Sunday, 27 April 2008

It's a Mean Old Scene - book review

It's a Mean Old Scene: A History of Modern Bradford From 1974, Redbeck Press, £9.99

"Be warned, this is no typical local history book, no gushing amateur Bronte biography, no rose-tinted recollection of the grind of life in the mills, no wistful trip down memory lane ending in a demand for a return to the days when trolley buses rattled along the streets and families of ten left their front doors open all night. Indeed, take a look at the title: It's a Mean Old Scene was one of Bradford's most infamous and possibly perceptive pieces of graffiti that endured throughout the 1970s.

With candour and thoughtfulness, Greenhalf tackles head-on real life in Bradford since the mid-1970s.
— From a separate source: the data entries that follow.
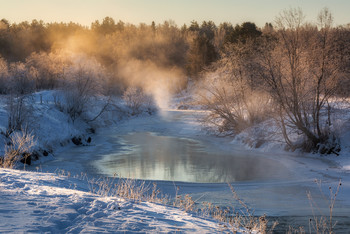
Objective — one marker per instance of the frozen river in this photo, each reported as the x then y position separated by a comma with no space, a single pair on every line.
171,149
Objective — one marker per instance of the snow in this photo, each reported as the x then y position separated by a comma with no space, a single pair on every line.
33,201
45,202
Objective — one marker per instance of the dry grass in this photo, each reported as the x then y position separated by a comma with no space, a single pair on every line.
323,224
229,218
20,147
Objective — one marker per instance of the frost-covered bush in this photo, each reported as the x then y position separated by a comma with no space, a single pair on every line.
20,148
137,101
83,82
4,79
He is one of the few people in the city to comment openly about the race question, neither side-stepping the issue with deft politically correct moves not spouting mindless, bigoted invective...

This book is a curious mix of social commentary and personal recollection. Some of the best chapters to my mind are the ones which focus on Greenhalf's journalistic exploits. Particularly notable is the moving passage on the Bradford City disaster, which begins with a newspaperman's cynicism and blossoms into a portrait of the human condition.

It's 'dark twin' is the piece on the Ripper murders, and Greenhalf's soul-bearing on how deeply the gruesome killings got under his skin must have taken great bravery to write - it is certainly not glib, easy reading...

In spite of, or perhaps because of, the things Jim Greenhalf has seen, one thing shines through this book, and it's possibly something he might be hard-pushed to admit to himself: he has a great and deep love for Bradford. Unlike many people in the city, Greenhalf cares."

DAVID BARNETT, Telegraph & Argus, Bradford, May, 2002.